L'administration aura oublié au 30 novembre 2017 que le FEAMP n'était toujours pas opérationnel en juin ou juillet 2016. A cette date ils nous demanderont ce que nous, professionnels, nous avons fait pour ne pas consommer et perdre ainsi des crédits. Je pense que s’est un sujet qu'il faut que l'on porte, parce qu’eux, en 2017, n'oublieront pas et la Commission appliquera la règle.
Intervention d’Emmanuel DETTER
Nous sommes effectivement dans une période de transition. Nous sommes passés dans un système que nous appelions improprement le POSEI Pêche qui était le règlement 791/2007 et qui était une aide à la commercialisation dans les DOM. Seules la Guyane et la Réunion en bénéficiaient. Le 31 décembre 2013 ce règlement a été supprimé au profit d'un règlement FEAMP qui s'intéresse principalement aux questions d'investissement.
À l'époque, lorsque nous avons négocié avec la Commission, nous avons demandé une modification du règlement 791/2007 après de longs débats avec la Commission. L'essentiel de nos demandes a été accepté.
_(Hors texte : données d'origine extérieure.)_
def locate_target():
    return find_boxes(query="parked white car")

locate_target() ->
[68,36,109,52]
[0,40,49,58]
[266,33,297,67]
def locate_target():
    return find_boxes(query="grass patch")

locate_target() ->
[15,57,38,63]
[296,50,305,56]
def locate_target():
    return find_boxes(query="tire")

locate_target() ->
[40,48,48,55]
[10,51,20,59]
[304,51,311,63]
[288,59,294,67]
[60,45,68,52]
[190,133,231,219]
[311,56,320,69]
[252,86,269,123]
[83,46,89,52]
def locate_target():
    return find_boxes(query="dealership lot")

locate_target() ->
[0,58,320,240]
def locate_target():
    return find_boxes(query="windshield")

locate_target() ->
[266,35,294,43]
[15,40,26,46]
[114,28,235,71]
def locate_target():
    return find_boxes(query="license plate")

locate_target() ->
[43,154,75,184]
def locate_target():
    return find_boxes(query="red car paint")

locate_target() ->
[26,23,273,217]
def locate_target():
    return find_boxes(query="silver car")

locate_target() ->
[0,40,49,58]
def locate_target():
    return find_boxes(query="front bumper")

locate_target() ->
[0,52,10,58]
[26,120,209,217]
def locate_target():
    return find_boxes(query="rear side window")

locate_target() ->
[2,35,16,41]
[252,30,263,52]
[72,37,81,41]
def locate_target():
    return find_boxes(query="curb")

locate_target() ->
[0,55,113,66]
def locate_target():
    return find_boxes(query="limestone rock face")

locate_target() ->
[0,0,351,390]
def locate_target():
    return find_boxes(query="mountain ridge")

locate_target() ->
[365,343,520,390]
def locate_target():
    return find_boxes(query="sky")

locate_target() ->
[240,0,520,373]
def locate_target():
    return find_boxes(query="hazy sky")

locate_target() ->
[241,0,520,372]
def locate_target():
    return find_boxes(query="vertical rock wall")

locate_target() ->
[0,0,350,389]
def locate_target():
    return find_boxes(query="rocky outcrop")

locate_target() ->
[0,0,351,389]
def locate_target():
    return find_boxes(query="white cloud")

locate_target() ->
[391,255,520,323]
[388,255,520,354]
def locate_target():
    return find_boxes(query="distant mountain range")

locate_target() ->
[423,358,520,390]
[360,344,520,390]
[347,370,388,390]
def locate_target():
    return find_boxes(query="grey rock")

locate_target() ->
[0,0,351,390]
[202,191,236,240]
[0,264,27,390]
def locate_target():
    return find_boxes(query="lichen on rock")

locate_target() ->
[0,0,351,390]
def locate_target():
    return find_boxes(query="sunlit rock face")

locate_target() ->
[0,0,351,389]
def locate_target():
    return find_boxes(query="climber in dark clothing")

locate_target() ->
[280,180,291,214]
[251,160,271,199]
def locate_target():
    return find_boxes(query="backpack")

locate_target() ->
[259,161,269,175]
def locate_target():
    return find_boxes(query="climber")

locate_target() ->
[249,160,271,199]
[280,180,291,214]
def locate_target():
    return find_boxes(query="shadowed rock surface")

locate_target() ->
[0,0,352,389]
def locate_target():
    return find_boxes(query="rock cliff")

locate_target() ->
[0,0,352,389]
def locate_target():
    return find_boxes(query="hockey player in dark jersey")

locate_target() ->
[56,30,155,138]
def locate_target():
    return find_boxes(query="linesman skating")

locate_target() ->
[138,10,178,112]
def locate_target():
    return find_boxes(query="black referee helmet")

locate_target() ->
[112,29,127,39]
En revanche celles qui consistaient à faire inscrire ces modifications en dehors du règlement 791/2007 ont été refusées, nous disant « vous devez accepter que nous mettions tout dans un seul règlement pour des questions de règlementation de politique publique ». Nous l'avons fait avec le soutien d'Alain CADEC à une seule condition : que la base du document du règlement soit modifiée en introduisant l'article 349 TFUE.
Aujourd'hui nous sommes dans une situation dans laquelle, s’il n'y avait pas eu les différents arbitrages de Matignon sur ce dossier, constant depuis trois ans pour pouvoir ré-ouvrir des lignes de crédit, 100% des pêcheurs de Guyane et de la Réunion qui ont bénéficié de ces crédits d'aide à la commercialisation auraient déposé le bilan. Je suis très heureux que le bureau de Madame RODUST ait cité, pour son rapport d’initiative, cette question du POSEI Pêche.
Nous sommes donc dans une situation dans laquelle il faudra se poser la question, à l'horizon 2020, de la mise en place d’un dispositif équivalent à celui que nous avons dans le FEAMP, mais pérenne, sur le même modèle que le POSEI. On modifiera quand il le faudra le règlement et une fois qu'il sera adopté, nous pourrons supprimer l'ancien. On ne peut pas se permettre une nouvelle fois en 2020 de dire aux pêcheurs d’attendre deux nouvelles années de négociations.
Monsieur le Député MANSCOUR, je pense que vous vouliez créer un groupe de travail avec le commissaire VELLA. C'est un sujet essentiel et il faut que ce groupe de travail se mette en place. Nous sommes à votre disposition pour alimenter les sujets de discussion de ce groupe de travail.